Carlos Sainz llegó con el cartel de segundo piloto. Leclerc había dado síntomas de ser muy rápido. Eso, aunado a su juventud y su mayor experiencia en el equipo —firmó por la ‘Scudería’ un año antes que el madrileño— le colocaron como el primer espada. Más aún ahora con la llegada de Vasseur, un viejo conocido suyo. Sin embargo, en estos dos años y medio que han compartido, la sensación es que el pulso está más igualado de lo que todos cabrían esperar.

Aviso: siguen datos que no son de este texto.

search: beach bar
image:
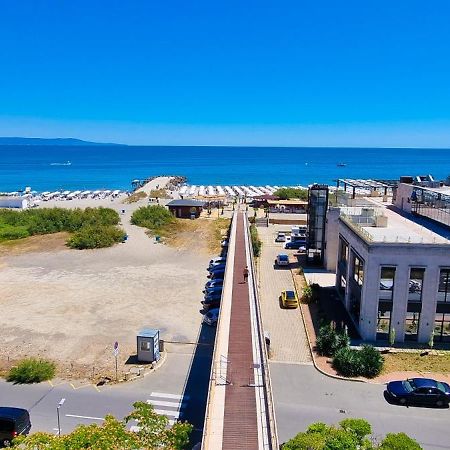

Leclerc es más rápido. Es difícil discutirlo. Las clasificaciones hablan por sí solas. Probablemente también tenga más talento. Es capaz de aparecer cuando nadie le esperaba en escena, como en Austria, donde rozó la pole. Pero por h o por b es incapaz de someter al español. No hablamos solo de mala fortuna: su ritmo en carrera, en muchas ocasiones, deja que desear. Con un monoplaza incómodo, su luz se apaga y todo se iguala.

Carlos Sainz se ha ganado un respeto

Carlos Sainz le ganó la batalla el primer año. Leclerc le devolvió la jugada el pasado, y esta temporada el madrileño le aventaja en nueve puntos. En silencio, fiel al equipo, el español da pasos de gigante para consolidarse como uno de los mejores en un ‘gran circo’ donde solo veinte elegidos tienen hueco sobre el asfalto.

A la sombra de Fernando Alonso, bicampeón del mundo con más de 100 podios, Carlos Sainz ha sufrido todo tipo de menosprecios. También por parte de un servidor, que siempre quiere más. Pero no por tener un Nadal hay que menospreciar a un David Ferrer, porque no siempre aparecerá de golpe un Alcaraz.

En la Fórmula 1 sucede algo similar. Las comparaciones son odiosas, no deberían de producirse. Es momento de disfrutar del automovilismo español, con Palou en lo más alto de la Indycar, con Pepe Martí sembrando ilusión, con Luna Fluxá como gran esperanza femenina para romper hitos y con Carlos Sainz aspirando a todo.